Romano Diego, Lapegna Marco
Institute for High Performance Computing and Networking (ICAR), CNR, 80131 Naples, Italy.
Department of Mathematics and Applications, University of Naples Federico II, 80126 Naples, Italy.
Sensors (Basel). 2021 Sep 2;21(17):5916. doi: 10.3390/s21175916.

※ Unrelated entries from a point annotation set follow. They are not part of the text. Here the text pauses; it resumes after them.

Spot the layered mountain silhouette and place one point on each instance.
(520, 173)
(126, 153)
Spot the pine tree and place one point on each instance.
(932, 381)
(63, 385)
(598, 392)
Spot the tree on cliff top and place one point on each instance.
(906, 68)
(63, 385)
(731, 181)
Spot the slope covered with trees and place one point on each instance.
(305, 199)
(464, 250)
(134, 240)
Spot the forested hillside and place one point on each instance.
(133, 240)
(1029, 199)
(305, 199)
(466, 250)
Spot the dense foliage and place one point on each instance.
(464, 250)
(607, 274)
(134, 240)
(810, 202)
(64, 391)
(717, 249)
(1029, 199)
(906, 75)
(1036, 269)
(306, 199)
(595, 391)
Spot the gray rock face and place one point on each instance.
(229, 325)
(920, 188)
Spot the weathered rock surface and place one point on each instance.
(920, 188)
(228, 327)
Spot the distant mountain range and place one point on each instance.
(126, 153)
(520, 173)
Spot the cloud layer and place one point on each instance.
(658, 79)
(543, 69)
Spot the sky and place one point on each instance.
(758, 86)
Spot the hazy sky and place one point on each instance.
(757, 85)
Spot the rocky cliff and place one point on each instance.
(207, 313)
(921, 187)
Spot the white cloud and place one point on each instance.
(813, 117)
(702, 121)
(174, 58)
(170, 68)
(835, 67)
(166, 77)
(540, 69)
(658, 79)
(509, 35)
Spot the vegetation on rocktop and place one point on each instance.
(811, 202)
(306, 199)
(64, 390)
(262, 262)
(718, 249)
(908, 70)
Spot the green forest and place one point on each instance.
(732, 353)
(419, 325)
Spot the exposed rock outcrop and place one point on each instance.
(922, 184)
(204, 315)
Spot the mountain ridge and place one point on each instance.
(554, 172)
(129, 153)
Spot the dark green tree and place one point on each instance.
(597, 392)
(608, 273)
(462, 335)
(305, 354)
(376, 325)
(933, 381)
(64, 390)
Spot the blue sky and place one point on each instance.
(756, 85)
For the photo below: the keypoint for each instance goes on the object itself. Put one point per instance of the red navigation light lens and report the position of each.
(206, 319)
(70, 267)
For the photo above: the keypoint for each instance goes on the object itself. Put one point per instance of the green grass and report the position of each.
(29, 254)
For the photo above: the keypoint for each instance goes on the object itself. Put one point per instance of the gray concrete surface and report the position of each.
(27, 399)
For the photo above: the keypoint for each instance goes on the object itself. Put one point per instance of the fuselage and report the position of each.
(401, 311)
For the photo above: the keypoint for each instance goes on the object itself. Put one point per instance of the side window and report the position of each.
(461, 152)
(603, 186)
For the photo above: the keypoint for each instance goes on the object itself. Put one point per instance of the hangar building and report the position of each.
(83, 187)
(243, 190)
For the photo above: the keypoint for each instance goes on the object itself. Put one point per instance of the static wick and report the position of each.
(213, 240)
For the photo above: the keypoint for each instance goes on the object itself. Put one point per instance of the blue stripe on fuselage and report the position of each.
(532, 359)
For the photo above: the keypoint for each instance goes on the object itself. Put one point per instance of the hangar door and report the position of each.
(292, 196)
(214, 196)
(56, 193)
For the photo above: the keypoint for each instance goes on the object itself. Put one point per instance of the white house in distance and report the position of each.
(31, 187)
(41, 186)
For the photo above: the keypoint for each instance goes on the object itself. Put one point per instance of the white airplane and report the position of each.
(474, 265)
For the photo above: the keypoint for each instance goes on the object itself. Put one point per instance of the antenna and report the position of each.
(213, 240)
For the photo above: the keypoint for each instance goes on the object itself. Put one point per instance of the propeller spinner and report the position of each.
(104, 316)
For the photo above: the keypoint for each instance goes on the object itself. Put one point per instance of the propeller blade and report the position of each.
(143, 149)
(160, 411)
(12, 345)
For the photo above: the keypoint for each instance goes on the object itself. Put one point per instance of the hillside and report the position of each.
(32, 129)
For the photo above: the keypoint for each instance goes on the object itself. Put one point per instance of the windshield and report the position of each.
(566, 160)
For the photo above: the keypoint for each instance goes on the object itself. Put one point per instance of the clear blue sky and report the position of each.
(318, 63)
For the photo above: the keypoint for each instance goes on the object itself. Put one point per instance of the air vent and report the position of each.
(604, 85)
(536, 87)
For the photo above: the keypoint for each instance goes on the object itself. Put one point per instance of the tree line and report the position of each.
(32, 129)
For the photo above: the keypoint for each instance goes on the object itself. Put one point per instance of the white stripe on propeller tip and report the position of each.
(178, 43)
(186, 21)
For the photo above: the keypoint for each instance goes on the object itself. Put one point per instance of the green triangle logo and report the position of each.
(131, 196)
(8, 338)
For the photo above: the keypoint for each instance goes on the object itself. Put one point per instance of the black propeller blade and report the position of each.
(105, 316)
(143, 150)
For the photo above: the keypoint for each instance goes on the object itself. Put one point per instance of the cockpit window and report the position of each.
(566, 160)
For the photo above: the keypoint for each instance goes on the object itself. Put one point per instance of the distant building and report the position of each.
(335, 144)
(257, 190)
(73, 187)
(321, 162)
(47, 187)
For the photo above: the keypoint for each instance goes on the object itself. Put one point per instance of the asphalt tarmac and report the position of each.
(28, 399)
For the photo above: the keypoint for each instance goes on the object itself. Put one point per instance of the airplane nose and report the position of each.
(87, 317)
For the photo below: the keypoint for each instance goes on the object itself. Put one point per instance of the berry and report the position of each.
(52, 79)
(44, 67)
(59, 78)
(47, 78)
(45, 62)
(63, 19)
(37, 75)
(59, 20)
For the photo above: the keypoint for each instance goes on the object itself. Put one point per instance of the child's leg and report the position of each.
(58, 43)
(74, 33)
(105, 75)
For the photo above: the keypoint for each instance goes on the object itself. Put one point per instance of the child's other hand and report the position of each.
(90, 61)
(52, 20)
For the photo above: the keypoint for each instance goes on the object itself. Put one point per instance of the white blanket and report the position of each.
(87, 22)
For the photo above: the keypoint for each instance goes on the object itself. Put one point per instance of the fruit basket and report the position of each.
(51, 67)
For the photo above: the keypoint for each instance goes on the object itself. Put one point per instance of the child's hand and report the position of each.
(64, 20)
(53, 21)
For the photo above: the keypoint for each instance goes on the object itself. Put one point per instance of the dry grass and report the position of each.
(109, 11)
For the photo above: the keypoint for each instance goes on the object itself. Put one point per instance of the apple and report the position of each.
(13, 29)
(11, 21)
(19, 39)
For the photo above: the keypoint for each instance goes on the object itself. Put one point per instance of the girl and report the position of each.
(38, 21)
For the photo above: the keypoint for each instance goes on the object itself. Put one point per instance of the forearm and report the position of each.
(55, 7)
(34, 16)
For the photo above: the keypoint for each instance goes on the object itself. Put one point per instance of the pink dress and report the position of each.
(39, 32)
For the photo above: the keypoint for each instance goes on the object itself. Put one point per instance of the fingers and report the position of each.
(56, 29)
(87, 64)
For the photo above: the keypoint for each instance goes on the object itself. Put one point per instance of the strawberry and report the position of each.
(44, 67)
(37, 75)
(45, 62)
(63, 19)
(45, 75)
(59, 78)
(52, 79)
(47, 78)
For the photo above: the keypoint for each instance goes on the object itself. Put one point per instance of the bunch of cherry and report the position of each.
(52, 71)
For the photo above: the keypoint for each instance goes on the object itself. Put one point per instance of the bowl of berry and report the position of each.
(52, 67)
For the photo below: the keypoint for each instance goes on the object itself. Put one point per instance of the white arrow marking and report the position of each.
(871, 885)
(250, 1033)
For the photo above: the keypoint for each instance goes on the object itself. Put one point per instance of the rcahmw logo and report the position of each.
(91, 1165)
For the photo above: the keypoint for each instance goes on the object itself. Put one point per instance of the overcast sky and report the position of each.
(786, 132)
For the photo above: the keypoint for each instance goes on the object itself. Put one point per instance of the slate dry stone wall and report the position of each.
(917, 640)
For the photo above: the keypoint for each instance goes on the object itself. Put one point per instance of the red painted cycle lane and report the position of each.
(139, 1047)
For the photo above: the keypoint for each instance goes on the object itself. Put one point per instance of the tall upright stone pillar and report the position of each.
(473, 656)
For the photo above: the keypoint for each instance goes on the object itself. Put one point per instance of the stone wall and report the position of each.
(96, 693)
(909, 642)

Image Coregistration for InSAR processing is a time-consuming procedure that is usually processed in batch mode. With the availability of low-energy GPU accelerators, processing at the edge is now a promising perspective. Starting from the individuation of the most computationally intensive kernels from existing algorithms, we decomposed the cross-correlation problem from a multilevel point of view, intending to design and implement an efficient GPU-parallel algorithm for multiple settings, including the edge computing one. We analyzed the accuracy and performance of the proposed algorithm-also considering power efficiency-and its applicability to the identified settings. Results show that a significant speedup of InSAR processing is possible by exploiting GPU computing in different scenarios with no loss of accuracy, also enabling onboard processing using SoC hardware.
用于InSAR处理的图像配准是一个耗时的过程,通常以批处理模式进行。随着低能耗GPU加速器的出现,在边缘进行处理现在是一个很有前景的方向。从现有算法中识别出计算量最大的内核开始,我们从多层次的角度分解了互相关问题,旨在为包括边缘计算在内的多种设置设计并实现一种高效的GPU并行算法。我们分析了所提算法的准确性、性能——同时考虑功率效率——及其对所识别设置的适用性。结果表明,通过在不同场景中利用GPU计算,可以显著加快InSAR处理速度,且不会损失准确性,还能使用SoC硬件进行机载处理。